2010年8月28日土曜日

大聖堂 果てしなき世界 中巻(ソフトバンク クリエイティブ)

著者:ケン・フォレット 出版社:ソフトバンク クリエイティブ 発行年:2009年 本体価格:950円
 1337年6月から中巻が始まる。スクワイア(騎士見習い)から騎士、そしてシャーリング伯爵となったラルフと農地をもとめるグウェンダの悲痛な場面から始まる。「領主は農民と取引などしない」という冷徹な言葉が封建制度のなんたるかを簡潔に表現している。「市」がすでにキングスブリッジとシャーリングの両方にとって大きな利権(税収入)を生む土壌となり、市場を活性化するための橋の建築が不可避となる。そして羊毛産業だけでは街がなりたたなくなり、キングスブリッジは布産業への下流へ展開していく。1346年エドワード3世はポーツマスで艦隊を結成し、フランスに上陸。100年戦争で荒廃したフランス本土に修道女2人がわたり、凄惨な戦場を修道女が変装して渡り歩く場面が印象深い。フィレンツェで家族を失った石工は再びイングランド戻るが、ペストの襲来の予兆はイングランドにも現れてくる…。

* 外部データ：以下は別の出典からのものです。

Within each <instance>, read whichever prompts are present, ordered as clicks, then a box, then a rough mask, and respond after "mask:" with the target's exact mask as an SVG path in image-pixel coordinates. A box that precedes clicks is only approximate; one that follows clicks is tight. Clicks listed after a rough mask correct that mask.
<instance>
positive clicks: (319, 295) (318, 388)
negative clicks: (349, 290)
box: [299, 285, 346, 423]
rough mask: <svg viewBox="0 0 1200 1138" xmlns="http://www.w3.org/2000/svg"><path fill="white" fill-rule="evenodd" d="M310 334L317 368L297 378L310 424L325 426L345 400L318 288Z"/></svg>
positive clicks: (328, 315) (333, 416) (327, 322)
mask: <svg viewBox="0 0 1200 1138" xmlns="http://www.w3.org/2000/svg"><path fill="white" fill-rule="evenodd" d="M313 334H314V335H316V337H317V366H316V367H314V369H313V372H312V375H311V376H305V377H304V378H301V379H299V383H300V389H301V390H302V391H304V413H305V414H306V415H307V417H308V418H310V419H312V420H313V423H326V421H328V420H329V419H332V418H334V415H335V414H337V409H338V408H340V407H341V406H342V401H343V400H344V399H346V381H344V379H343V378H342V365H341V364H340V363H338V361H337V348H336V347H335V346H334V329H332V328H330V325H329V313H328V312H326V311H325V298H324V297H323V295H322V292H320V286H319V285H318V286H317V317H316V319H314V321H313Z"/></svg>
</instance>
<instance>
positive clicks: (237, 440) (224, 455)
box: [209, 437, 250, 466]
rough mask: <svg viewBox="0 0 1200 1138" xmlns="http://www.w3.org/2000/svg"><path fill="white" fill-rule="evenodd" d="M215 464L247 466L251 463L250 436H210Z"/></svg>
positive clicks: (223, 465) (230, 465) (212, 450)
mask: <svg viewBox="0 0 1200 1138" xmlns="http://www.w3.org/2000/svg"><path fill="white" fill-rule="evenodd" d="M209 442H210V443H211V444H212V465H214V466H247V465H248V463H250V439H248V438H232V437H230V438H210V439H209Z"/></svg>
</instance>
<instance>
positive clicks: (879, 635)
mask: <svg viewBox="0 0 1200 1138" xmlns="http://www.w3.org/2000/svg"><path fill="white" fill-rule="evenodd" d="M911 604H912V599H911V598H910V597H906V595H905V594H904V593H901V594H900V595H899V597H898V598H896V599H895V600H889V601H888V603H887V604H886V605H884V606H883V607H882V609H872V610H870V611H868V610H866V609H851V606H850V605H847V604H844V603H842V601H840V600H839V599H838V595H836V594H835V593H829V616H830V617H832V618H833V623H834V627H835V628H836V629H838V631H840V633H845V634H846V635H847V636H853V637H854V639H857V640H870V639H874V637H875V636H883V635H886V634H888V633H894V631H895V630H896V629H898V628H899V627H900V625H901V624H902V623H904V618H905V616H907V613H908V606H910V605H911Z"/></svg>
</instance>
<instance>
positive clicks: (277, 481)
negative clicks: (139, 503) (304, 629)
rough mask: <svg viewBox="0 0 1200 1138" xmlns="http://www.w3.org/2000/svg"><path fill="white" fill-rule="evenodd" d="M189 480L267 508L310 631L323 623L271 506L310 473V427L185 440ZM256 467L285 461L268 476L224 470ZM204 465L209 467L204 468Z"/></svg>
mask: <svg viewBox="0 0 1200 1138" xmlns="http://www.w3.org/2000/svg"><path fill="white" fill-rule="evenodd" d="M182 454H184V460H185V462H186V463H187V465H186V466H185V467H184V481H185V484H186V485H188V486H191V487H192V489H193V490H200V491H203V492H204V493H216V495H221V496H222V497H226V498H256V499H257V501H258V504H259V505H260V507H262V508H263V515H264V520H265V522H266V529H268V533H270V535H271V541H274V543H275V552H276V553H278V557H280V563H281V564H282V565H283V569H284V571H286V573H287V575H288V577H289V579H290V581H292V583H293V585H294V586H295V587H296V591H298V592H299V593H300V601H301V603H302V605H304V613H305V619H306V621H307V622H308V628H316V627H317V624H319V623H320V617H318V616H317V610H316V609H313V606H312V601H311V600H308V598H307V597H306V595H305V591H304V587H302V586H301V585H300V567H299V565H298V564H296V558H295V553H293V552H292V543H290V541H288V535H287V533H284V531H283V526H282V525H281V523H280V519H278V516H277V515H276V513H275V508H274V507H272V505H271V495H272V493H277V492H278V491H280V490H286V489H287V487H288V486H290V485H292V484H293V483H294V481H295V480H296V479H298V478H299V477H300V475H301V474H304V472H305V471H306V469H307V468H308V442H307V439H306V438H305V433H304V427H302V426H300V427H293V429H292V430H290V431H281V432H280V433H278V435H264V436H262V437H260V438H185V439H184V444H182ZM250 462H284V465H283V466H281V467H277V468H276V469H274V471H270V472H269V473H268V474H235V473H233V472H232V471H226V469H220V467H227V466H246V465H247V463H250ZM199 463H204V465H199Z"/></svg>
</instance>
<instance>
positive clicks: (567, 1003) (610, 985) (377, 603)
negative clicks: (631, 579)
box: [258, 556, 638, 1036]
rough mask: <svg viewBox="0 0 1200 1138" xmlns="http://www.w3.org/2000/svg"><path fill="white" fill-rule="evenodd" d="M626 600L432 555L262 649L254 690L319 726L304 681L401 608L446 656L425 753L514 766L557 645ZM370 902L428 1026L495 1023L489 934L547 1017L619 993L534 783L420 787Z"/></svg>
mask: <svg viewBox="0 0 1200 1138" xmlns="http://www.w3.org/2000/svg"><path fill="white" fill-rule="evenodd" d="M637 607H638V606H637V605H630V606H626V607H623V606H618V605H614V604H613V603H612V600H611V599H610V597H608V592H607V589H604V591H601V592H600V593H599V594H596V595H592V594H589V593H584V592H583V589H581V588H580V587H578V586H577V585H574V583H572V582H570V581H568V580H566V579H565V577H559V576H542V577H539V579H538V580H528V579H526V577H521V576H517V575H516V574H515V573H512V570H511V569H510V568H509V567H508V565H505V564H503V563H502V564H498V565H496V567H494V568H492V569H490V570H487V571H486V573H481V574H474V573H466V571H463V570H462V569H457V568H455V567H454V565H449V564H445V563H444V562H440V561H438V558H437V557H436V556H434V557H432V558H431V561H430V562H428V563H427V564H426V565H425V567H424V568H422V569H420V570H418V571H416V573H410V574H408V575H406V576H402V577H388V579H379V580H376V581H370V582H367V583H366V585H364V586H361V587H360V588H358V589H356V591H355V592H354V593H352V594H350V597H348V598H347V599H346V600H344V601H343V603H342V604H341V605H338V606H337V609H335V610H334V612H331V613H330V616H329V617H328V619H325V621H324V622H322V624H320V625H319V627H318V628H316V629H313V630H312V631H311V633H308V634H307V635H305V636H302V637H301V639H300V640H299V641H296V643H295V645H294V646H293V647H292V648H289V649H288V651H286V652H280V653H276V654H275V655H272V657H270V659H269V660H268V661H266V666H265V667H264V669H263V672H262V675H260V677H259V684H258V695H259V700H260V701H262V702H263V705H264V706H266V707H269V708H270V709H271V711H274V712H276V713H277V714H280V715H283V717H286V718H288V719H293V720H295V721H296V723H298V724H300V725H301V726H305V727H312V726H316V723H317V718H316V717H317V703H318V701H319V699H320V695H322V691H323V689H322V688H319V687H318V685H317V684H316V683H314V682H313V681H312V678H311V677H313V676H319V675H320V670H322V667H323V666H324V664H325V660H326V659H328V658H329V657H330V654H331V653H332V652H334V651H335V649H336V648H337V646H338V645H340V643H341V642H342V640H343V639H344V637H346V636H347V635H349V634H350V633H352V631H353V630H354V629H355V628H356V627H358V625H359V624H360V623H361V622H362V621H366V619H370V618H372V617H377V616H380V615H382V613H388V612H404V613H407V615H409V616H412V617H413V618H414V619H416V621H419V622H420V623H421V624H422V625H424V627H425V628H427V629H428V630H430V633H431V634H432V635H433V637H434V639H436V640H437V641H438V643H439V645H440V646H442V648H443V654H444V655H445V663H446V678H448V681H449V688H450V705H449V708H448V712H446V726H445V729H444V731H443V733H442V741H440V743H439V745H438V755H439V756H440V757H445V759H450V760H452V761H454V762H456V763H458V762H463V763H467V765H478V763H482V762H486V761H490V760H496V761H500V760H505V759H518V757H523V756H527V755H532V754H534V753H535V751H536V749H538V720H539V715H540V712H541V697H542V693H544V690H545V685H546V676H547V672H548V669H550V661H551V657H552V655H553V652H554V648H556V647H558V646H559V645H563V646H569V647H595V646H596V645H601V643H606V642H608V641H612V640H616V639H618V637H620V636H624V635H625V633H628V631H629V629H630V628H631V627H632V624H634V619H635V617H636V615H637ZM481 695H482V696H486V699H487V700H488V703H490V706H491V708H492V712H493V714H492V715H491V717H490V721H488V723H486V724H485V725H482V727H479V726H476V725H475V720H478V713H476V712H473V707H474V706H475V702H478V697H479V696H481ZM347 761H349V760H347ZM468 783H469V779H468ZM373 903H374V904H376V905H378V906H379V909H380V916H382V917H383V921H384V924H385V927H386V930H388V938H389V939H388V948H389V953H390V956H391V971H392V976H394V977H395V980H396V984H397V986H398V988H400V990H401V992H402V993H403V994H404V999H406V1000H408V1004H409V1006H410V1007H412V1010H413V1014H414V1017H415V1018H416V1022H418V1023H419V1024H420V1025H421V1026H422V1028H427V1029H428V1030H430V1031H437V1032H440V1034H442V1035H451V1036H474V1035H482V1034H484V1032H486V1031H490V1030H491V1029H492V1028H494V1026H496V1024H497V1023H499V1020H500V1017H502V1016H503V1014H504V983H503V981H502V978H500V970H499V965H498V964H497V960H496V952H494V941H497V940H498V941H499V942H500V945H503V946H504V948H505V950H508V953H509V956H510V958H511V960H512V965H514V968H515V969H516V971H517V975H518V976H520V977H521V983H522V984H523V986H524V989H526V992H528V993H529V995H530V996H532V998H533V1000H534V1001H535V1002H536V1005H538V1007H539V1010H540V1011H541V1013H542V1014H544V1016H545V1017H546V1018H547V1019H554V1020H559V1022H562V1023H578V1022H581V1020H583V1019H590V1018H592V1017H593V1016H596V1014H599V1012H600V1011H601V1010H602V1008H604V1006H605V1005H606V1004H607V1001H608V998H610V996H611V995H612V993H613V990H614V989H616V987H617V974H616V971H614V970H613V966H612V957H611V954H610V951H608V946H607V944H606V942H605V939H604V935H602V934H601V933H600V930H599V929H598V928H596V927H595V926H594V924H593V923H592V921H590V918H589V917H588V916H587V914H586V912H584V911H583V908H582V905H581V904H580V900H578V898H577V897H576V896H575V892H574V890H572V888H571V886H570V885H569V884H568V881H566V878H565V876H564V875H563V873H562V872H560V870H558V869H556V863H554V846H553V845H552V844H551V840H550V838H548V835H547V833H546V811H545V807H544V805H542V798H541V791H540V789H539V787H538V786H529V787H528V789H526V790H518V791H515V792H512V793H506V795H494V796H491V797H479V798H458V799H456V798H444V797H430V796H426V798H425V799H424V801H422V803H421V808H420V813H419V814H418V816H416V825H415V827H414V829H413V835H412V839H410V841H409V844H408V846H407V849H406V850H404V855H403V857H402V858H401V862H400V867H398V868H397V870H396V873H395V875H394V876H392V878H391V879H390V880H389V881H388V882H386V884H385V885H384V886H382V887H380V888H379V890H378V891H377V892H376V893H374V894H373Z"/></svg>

 魔女狩り、100年戦争、ペストの3つの大きな世界史的事件を背景に架空の街キングスブリッジで芽生えようとしていた自由都市の機運と修道院、封建制度の規制とが対立し、個々の登場人物は人間関係と制度の両方に翻弄されていく。上巻に引き続いて一気に朝までかけて読みぬいてしまう面白さ。